Your statement is true. This inequality is equivalent to the fact that the correlation of $\frac{\sum S_{\geq p}}{\sum S}$ and $\sum S$ is positive correlated. More precisely:
For a given $q$, let $f(x) = 0$ for all $x<q$ and $f(x) = x$ for all $x\geq q$.

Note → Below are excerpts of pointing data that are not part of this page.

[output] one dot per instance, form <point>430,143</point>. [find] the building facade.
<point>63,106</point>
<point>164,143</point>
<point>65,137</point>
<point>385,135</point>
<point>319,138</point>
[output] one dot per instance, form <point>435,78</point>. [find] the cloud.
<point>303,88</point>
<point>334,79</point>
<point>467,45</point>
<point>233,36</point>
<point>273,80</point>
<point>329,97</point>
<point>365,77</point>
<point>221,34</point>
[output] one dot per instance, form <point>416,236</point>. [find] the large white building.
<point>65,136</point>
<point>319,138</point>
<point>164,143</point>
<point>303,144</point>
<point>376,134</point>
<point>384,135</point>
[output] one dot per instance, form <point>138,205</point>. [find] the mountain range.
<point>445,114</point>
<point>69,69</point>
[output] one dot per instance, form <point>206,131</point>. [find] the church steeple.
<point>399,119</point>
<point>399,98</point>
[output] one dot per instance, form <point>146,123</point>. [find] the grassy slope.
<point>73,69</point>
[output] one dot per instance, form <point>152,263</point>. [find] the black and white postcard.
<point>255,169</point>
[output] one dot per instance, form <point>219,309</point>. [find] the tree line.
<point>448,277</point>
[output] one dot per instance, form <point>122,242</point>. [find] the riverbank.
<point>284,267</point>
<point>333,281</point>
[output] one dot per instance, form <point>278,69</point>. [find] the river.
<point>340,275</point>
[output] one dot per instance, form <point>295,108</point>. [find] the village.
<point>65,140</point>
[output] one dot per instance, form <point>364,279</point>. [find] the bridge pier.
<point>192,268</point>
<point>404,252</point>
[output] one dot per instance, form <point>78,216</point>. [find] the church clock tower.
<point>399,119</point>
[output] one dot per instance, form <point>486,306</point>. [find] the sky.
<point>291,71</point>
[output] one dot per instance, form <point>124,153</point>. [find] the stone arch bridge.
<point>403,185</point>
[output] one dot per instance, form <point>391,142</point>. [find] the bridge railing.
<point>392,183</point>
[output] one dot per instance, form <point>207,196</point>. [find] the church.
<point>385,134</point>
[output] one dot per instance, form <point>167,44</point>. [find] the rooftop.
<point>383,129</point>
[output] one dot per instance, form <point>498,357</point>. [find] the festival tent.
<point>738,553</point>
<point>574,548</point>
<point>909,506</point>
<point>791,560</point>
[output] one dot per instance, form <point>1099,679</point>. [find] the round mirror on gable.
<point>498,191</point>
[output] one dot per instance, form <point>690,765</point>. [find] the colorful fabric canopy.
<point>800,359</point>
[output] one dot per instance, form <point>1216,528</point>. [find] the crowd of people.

Your inequality can be written as:
\begin{equation}
E\left(\frac{\sum f(X_i)}{\sum X_i}\right)\leq \frac{E f(X)}{E(X)}
\end{equation}
The left side equals to $nE\left(\frac{f(X_1)}{X_1+\sum_{i\geq 1} X_i}\right)$ since for $i=1,2,...$ the random variable $\frac{f(X_i)}{\sum X_i}$ has the same law. Since $x\mapsto f(x)/(x+y)$ and $x\mapsto x+y$ are increasing functions w.r.t $x$, the random variable $f(X_1)/(X_1+Y)$ and $X_1+Y$ (with $Y=\sum_{i\geq 2} X_i$, independent from $X_1$) is positive correlated. Then
$$ E\left(\frac{f(X_1)}{X_1+Y}(X_1+Y)\right) - E\left(\frac{f(X_1)}{X_1+Y}\right) E(X_1+Y)\leq 0.$$$$ E\left(\frac{f(X_1)}{X_1+Y}(X_1+Y)\right) - E\left(\frac{f(X_1)}{X_1+Y}\right) E(X_1+Y)\geq 0.$$
Rearranging the terms gets your inequality.